A: I’ve really just found myself — no matter an out, a hit or whatever — I’ve found myself barreling a lot of balls a lot more consistently. Almost every single ball that I’ve hit, whether it be an out or a hit, if I put it in play I feel like I’ve found the barrel, which is encouraging. If you can put a good swing on a good pitch and put your barrel on it, even if it’s a ground ball, line drive or fly ball, you can do that seven out of eight or eight out of nine times, you’re gonna have good results. If you’re hitting the ball on the handle or hitting the ball on the end of the bat consistently, you’re results aren’t gonna be as good. Despite the numbers of ground balls of fly balls, I think one of the biggest positives is my plate discipline as well as consistently putting the barrel on the ball. 

Q: Have you done any new drills or changed up your hitting routine? 

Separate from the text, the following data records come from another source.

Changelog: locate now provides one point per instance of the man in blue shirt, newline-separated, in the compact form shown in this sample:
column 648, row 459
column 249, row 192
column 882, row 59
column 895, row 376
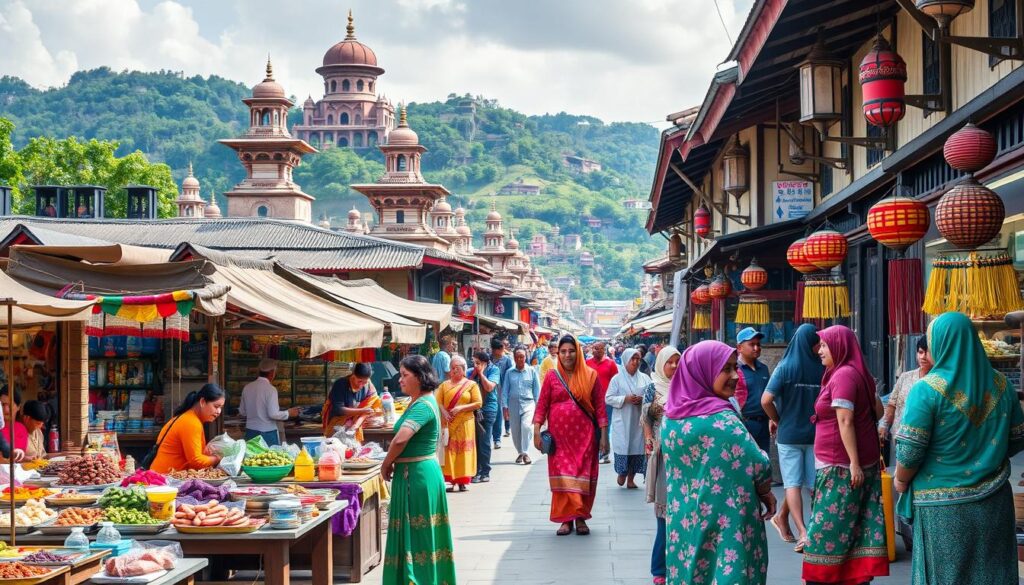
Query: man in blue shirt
column 487, row 376
column 756, row 376
column 502, row 361
column 520, row 390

A: Not particularly. There’s a couple things I’ll do from time to time if there’s one thing I’m working on that day. Honestly, this year it’s been about taking less swings. Our first series in Tacoma, we took BP once with the rain in five times and I hit in the cage one time. And I hit pretty well in that series (9-for-14, 1 home run, 3 doubles). The same went for that second series. I think I took BP once. For me, I think it’s more about not wearing myself out and if the swing’s feeling good, don’t overwork myself. Don’t work myself into a slump. If it’s not where I want it to be, take 20 or 30 purposeful swings to work on whatever I’m working on and the shut it down. Really, it’s been about not overworking myself. The organization has been great this year with what we need in BP or no BP that day and it’s worked really well for me. 

Q: That goes back to your maturity as a hitter. Quality over quantity — 

A: Exactly. That’s how I feel. There’s some guys who prefer to swing a lot and I definitely swung a lot in the past. When you’re going well you don’t want to do too much to work yourself into a slump and I’m sure when I get into a little funk, I’m gonna want to do a little extra. But right now, I think it’s really about game reps. … I feel confident about what I’ve done so far. I think in this game, you’re constantly tweaking things. Even the guys who have done it for 15 years. They’re fine tuning things. I feel good about where I’m at right now and hope to keep that going forward. 

Q: Your swing now is that modern launch-angle swing. Are you looking at that or do you just know with the feel of your bat path?

A: I just think it’s a result thing. For me, it’s kind of like, if I hit a ball on the barrel and I hit it in the air, not straight up and not straight down, it’s gonna go out. Hitting those balls 110 miles an hour at 27 degrees will result in a home run. Of course it will. But it’s not like I’m in the box thinking, ‘Alright I need to hit this ball 27 degrees.’ If I barrel the ball hard enough and I put it in the air, it’s gonna be far enough. That’s kind of how I look at it. Everything else mechanics wise and stuff like that, you can change. In the box, you’re just trying to hit it in the air. You’re not thinking numerically what you want your launch angle to be. Sometimes you’re gonna hit the crap out of the ball with the right launch angle and the right exit velo and it’s not gonna go out. Sometimes you’re gonna get lucky and pop one up and the wind’s gonna blow it out. I think it’s more of an ego boost than anything else to have that data, but I don’t really know what that does. A lot of broadcasters, it’s all they want to talk about. It’s just hitting the ball in the air. People aren’t sitting in the box trying to hit the ball at a certain degree or angle. It’s a result to me more than a thought process.